Osmanlı döneminde eski eserlere veya kalıntılara bakış açısında eskiyi koruma ve olduğu gibi bırakma halinin çeşitli örneklerini her dönemde görmek mümkün olmuştur. Osmanlı’da ilk müze ise 1846 yılında Aya İrini kilisesinde eski silahlar toplanarak Mecmua-i Esliha-i Atika ve Mecmâ-i Asar-i Atika adıyla kurulmuştur. Müze konusunda atılan önemli bir adım ise eski eserlerin korunmasına yönelik yasal bir çerçeve ortaya koyan 1869 tarihli Asar-ı Atika Nizamnamesidir (Şişman, 2019). Ardılı yıllarda bir müze komisyonun oluşturulması ve 1881 yılında Osman Hamdi Bey’in müze müdürlüğüne atanması bu alandan yeni gelişmelerin başlangıcını oluşturmaktadır. Özellikle Osman Hamdi Bey’in Osmanlı coğrafyasının çeşitli yerlerinde arkeolojik kazılar gerçekleştirmesi ve müzecilik ile ilgili yaptığı çalışmalar bu alanda ilkleri temsil etmektedir.
Müzelerin ortaya çıkışından itibaren birkaç farklı alanda, çoğunlukla da arkeoloji ve sanat, müzeleri görülürken cumhuriyetin ilanından sonra bu kategorilere etnografya müzeleri eklenmiştir. Nitekim her ilde bir etnografya müzesi kurulmuştur. Günümüzde ise müze türlerinin çeşitliliğinin bir hayli arttığı ve sayıca fazlalaştığı dikkatleri çekmektedir.

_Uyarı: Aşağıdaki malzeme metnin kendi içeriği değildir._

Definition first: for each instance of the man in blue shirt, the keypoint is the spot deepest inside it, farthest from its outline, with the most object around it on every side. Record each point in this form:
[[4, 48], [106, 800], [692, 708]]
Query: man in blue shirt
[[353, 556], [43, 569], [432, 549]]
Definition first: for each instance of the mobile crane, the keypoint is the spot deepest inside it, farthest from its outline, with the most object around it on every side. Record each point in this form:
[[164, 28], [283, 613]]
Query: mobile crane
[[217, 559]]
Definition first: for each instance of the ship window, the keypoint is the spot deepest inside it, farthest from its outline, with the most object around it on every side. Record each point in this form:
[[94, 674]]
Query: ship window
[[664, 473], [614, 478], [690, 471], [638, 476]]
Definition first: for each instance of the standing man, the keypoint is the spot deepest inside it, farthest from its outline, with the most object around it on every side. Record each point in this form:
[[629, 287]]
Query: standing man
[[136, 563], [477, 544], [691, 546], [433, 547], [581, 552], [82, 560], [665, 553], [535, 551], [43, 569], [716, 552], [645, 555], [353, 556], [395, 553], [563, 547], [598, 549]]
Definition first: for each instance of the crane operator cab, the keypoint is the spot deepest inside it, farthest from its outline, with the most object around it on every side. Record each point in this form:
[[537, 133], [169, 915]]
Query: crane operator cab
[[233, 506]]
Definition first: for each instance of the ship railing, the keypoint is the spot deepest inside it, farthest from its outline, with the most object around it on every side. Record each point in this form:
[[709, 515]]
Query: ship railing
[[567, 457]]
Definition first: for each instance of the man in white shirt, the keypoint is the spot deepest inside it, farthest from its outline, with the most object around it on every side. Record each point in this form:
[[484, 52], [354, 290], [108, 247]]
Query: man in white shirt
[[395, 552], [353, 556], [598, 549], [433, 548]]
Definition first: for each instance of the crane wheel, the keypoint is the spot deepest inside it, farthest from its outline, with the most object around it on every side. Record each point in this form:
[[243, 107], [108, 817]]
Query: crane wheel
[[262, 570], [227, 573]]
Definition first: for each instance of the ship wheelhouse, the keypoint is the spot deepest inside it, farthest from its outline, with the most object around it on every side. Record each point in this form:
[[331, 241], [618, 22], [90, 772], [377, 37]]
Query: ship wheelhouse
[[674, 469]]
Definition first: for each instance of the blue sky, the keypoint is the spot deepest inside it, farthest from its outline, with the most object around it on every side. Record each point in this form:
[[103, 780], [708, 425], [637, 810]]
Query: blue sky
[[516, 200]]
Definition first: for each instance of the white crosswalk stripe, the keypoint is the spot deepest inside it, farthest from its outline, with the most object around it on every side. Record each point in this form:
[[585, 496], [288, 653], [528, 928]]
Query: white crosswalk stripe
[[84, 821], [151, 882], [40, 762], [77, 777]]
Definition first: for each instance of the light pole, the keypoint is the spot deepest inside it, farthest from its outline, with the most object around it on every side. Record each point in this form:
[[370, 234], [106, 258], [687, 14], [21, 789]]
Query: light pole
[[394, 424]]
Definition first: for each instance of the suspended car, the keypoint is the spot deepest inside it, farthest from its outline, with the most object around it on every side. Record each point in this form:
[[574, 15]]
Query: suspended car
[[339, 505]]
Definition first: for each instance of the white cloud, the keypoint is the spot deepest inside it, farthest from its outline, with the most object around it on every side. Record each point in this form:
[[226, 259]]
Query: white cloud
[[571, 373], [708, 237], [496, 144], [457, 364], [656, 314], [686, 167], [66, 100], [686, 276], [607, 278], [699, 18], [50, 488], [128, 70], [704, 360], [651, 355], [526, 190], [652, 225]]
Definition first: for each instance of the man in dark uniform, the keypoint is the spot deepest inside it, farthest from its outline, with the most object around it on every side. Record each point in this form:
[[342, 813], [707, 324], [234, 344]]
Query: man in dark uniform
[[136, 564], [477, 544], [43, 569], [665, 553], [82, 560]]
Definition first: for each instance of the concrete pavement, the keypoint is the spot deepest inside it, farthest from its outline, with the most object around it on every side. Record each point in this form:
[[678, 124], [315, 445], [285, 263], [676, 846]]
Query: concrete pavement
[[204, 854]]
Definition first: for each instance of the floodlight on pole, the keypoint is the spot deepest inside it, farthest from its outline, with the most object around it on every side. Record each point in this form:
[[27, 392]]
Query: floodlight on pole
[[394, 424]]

Özellikle kamu, özel kurum ve kuruluşların, araç gereçlerin, önemli siyasi ve edebi kişilere ait müzelerin kurulduğu görülmektedir. Müzelerin genelle bir bina içinde kurulmasının yanında binanın kendisinin de müze yapıldığına sıklıkla rastlanılmaktadır. Müzelerin tarihi mekanlarla yakından ilişkisinin bulunduğu da dikkatlerden kaçmamalıdır. Nitekim bazı tarihi mekanlar müzeye çevrilmiş ve açık hava müzesi olarak işlev görmektedir.